I am also deeply appreciative of your transparency in dealing with this entire matter, especially the frequent access that enabled us to discuss the matter with you on multiple occasions. That we were not led to reel under the opacity of the decision-making process is a measure of your deep commitment to openness in administration. However, Sir, I must share with you my strong disappointment concerning the administrative ethos at your Ministry. Policy-making is primarily a political function while its implementation is the responsibility of the bureaucracy. As the political head is ultimately accountable to the people, it is rightly he who sets the tone and tenor of policies. Bureaucratic obduracy can not and should not pass off as sagacious advice, especially when it seems to either subvert or stall policy-making. In the specific case of my film, the bureaucracy seemed to suggest that a Minister of the Union is bound by administrative instruction to a point where he neither has the powers to interpret it, nor implement its spirit. It is with deep dismay that I watched you being informed that you had no discretion to take a purposive and equitable view of a mere executive instruction, even though you have the statutory if not constituent power to do so. When you sought clarification from the law ministry, it was delayed to a point when it became infructuous, i.e., just hours after the Jury finalised the list of awards. Even then, for a full 12 hours, this formal advice did not reach you.

I will desist from speculation about what may have happened if the clarification had come to you in time and allowed the Ministry to tender my film to the Jury for consideration, but at the same time, I am deeply perturbed about the bureaucracy’s shackling campaign, characterised by the obfuscatory interpretation of small print by smaller minds.
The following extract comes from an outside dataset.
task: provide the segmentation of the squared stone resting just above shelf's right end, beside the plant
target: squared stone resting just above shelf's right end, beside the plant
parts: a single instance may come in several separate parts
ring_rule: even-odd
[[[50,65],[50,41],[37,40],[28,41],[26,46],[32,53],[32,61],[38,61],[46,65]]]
What the odd individual and department did in this case is something that must be addressed, but more important is to recognise that such a roleplay is not an aberration but an inexorable pattern.
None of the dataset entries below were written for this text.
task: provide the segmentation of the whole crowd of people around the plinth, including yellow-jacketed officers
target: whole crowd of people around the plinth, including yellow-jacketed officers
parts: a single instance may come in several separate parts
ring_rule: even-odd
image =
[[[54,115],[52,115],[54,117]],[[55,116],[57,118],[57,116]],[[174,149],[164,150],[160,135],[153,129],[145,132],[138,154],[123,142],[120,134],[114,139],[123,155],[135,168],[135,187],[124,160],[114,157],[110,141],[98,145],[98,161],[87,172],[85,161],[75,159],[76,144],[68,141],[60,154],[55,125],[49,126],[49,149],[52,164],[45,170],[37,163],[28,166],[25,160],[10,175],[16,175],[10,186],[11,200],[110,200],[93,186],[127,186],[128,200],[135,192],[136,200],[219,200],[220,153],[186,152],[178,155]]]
Sir, I know through our discussions that you too feel that small print must not be allowed to outwit reason and policy direction. In this instance, the officials advanced a series of specious arguments in order to prevent the film from even being considered for a national award. It is ridiculous that though Final Solution (149-minutes) was seen by thousands in 2004, showcased at numerous international film festivals and screened at over 100 universities worldwide, these officials claimed it did not even exist in that year and that the film was produced only in 2005!
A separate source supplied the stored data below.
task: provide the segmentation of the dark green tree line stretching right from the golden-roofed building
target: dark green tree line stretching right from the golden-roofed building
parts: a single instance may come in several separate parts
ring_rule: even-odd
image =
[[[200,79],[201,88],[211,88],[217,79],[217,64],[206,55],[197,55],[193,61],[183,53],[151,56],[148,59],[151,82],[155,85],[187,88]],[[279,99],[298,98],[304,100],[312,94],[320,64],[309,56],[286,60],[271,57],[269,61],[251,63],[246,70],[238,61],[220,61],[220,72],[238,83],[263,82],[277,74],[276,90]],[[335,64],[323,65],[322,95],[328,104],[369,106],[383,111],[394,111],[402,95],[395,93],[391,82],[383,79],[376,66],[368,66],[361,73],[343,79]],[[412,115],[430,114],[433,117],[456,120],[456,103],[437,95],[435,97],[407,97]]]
Sir, Final Solution created history at the Berlin International film festival by not only being the first Indian film to win an award in the last couple of decades, it signalled a recognition of the documentary form as being most significant in the post-911 world. Berlinale’s Wolfgang Staudte prize had never been awarded to a documentary before; later in the year, the Cannes jury underscored the import assigned to the documentary form by giving its main prize to Michael Moore’s Fahrenheit 911. Final Solution (149) has been the first ever Indian documentary to win awards at the 3 Continents film festival in Nantes (France), the first ever Indian film to be nominated for the coveted Grierson Awards (UK) and the first Indian film to win the prestigious Freedom of Expression award given by the worldwide Index on Censorship. Yet, this country’s national awards and official film festivals fail to find a place for the film.

Broadcasters worldwide want the film as part of their programming lineup, but it is yet to find a space on Doordarshan! Audiences on BBC (UK and Ireland), NHK(Japan), DR2 (Denmark), Dutch television and a host of other networks have already appreciated the film; I am now in dialogue with major broadcasters in Germany, France, USA and half a dozen other countries. Yet, I despair to think of the bureaucratic hurdles I’ll need to navigate to have the film shown on national television in my own country.

I do hope, Sir, that my experience at the 52nd National Film Awards sets in motion a process of review of some of the policies and processes currently in place at your Ministry.